Piccoli “capitali erotici” crescono
Lungi da ogni facile moralismo, non possiamo non esternare quanto ci urtino le immagini allusive (“hard”) che alcune aziende di abbigliamento per bambini scelgono strategicamente per pubblicizzare i loro prodotti. Archiviati (si fa per dire) lo sdegno e la pena per la piccola Thylane Loubry Blondeau, 10 anni, apparsa in pose languidamente “adulte” su una recente copertina di “Vogue France” che ha fatto gridare alla pedofilia non solo i benpensanti, a dar scandalo ora è l’aggressività della nuova campagna di comunicazione della società francese Jours Apres Lunes produttrice di biancheria intima infantile. Sul fatto che certi scatti siano vergognosi non potrà non concordare chiunque le osservi: in effetti, sarebbe difficile definire altrimenti la foto di quella bimba in lingerie, acconciata in stile Amy Winehouse, mollemente adagiata su una poltrona bianca, con le cosce accavallate in primo piano, su cui giocherella con un paio d’occhiali da sole, fissando l’obiettivo con sguardo malizioso e sorriso sensuale. Qualcuno le avrà forse detto che è solo un gioco”¦ ma chi non capisce che in siffatto contesto la bambola è solo lei?

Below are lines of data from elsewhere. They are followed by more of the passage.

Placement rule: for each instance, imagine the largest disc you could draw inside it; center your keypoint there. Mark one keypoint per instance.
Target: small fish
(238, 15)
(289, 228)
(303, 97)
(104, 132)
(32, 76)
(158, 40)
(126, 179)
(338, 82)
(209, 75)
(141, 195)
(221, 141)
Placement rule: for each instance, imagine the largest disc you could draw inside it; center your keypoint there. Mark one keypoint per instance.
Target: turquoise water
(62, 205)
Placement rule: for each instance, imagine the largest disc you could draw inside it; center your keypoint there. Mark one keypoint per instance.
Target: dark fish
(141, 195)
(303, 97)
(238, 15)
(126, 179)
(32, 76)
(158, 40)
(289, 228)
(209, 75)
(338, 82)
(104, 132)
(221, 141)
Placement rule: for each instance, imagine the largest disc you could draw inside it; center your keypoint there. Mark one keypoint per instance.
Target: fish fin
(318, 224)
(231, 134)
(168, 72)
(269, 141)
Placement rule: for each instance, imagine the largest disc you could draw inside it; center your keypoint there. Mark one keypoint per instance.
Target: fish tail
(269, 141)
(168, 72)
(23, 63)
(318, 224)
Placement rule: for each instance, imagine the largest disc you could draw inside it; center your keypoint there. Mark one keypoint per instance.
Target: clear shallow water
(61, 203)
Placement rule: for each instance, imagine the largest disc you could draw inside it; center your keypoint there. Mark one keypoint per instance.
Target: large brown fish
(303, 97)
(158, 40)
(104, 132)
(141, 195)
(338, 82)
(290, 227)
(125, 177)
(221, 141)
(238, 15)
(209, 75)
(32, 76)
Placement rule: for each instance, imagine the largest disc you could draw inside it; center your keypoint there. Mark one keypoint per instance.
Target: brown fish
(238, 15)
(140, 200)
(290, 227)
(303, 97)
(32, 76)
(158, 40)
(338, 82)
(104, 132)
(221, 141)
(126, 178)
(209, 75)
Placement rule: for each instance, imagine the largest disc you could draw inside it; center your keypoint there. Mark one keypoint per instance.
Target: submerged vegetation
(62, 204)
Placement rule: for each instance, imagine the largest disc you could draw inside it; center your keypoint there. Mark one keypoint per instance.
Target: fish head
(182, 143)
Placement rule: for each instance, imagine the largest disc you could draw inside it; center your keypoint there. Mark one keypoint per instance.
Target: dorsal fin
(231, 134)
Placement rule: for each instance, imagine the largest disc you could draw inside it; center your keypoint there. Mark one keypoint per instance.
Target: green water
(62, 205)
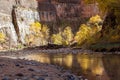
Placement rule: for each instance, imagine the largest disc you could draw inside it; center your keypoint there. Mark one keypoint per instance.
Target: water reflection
(94, 67)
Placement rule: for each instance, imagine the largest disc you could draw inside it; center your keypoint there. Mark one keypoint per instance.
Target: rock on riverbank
(16, 69)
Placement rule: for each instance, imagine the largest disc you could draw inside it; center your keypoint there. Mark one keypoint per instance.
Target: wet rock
(6, 78)
(40, 78)
(19, 75)
(30, 69)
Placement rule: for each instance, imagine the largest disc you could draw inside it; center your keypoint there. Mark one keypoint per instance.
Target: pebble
(6, 78)
(20, 75)
(30, 69)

Non mancherà chi, cinicamente fiero della propria “larghezza di vedute” e “spirito moderno”, farà notare che il lolitismo è già stato sdoganato da un pezzo e che al giorno d’oggi si cresce molto più in fretta. E poi è il mercato, bellezza! Le aziende di moda sanno bene che il segmento dei bambini e degli adolescenti presenta molte opportunità lucrose di business.

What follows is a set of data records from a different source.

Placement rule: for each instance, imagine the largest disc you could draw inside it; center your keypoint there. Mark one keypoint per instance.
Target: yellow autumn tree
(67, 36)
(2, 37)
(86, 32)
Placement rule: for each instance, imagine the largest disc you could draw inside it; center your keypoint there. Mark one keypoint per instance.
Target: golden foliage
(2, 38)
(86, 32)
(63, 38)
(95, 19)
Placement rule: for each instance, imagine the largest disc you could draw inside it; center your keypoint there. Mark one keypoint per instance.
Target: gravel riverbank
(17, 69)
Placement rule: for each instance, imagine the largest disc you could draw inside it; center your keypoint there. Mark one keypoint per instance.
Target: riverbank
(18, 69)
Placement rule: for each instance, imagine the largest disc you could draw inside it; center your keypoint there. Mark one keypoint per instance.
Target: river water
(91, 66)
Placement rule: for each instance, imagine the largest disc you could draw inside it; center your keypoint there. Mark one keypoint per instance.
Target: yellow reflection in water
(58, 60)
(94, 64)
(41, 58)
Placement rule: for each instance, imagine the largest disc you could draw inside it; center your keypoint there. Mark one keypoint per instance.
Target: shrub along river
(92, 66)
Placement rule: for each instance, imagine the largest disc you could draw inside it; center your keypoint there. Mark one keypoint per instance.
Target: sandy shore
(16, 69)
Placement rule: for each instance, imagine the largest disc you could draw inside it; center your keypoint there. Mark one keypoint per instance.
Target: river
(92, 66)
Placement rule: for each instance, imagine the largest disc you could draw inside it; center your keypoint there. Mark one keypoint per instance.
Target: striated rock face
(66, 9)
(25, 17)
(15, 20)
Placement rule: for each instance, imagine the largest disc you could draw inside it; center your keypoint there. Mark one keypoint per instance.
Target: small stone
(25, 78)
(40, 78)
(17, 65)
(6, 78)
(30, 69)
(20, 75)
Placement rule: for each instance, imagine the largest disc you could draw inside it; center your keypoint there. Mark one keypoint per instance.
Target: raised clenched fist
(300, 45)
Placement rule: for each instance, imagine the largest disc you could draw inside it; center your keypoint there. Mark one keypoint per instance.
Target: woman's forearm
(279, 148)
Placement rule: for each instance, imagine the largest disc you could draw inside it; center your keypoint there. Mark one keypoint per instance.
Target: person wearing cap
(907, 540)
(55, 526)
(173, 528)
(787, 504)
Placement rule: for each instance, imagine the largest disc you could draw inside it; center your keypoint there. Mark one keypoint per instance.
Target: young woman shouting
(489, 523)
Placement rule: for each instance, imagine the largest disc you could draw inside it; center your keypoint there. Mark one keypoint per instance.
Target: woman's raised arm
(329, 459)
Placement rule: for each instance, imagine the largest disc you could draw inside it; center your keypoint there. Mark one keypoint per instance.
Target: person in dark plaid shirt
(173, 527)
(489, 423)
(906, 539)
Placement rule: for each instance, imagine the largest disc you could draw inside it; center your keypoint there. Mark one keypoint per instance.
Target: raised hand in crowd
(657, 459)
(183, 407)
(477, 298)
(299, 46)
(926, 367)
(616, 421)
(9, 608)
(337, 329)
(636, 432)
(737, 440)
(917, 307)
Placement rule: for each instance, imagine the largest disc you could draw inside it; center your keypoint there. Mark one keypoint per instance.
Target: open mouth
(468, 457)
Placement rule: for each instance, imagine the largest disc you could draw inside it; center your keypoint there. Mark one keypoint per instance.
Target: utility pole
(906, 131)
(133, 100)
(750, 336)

Ma qui non stiamo lanciando un j’accuse al mercato, sebbene ne stigmatizziamo certi eccessi e distorsioni: piuttosto, deprechiamo l’uso perverso del corpo dei bambini, ovvero di creature innocenti e sensibili per antonomasia, che dovrebbero essere quanto mai rispettati nella loro fragilità e valorizzati nella loro dignità. Reificarli ed esibirli in atteggiamenti “forti” su una cover o una pagina pubblicitaria significa, invece, svilirli, offenderli, “violentarli” nell’anima. Ma significa anche diffondere un messaggio “diabolico” di legittimazione di disvalori osceni, di diseducazione, di perversione della mente più pura. E’ evidente che l’obiettivo da taluno perseguito è quella che potremmo chiamare la capitalizzazione del corpo infantile, cioè lo sfruttamento economico del “capitale erotico” dei piccoli, per utilizzare un’espressione della sociologa inglese Catherine Hakim, docente alla London School of Economics.
Proprio la Hakim ha suscitato un ampio dibattito a livello internazionale col suo recente libro “Honey Money. The Power of Erotic Capital”, la cui tesi è che, a qualunque età, è il sex appeal a generare potere, opportunità di successo, benessere. La bellezza fisica – potenziata da fitness, tecnologia, medicina, trattamenti estetici, psicologia – è allora un mezzo per costruire un capitale erotico su cui fondare un capitale economico. In particolare, esprimere liberamente la propria sessualità diventa il modo per attrarre la fortuna, cioè per assicurarsi gli impieghi professionali migliori, gli stipendi migliori, la vita sociale migliore. Ecco spiegato come una splendida donna qual è Angelina Jolie, ritenuta una “sex bomb” straordinaria, possa trasformarsi in un’autorità etica, accompagnata da un prestigio altissimo.
Se, quindi, è il capitalismo erotico il nuovo faro, ecco che tutti – le donne in particolare – devono “investire” nel loro potenziale sessuale e sensuale fin da piccole.
O tempora o mores, dovremmo esclamare, se pensassimo che quanto sostiene la Hakim fosse del tutto fondato. In realtà, vogliamo credere che ci siano ancora spazi per recuperare “umanità” e dignità (anche) nel mondo della moda, dove c’è chi dice no! E, per fortuna, non è rara avis.
Certo, comunque, che è una tristezza assistere a certe aberrazioni morali del marketing e della scienza, specie se condotte sulla pelle (in senso proprio e figurato) dei più piccoli ed indifesi. Uno dei tanti segni della crisi della nostra epoca e del profondo malessere interiore delle persone che la vivono.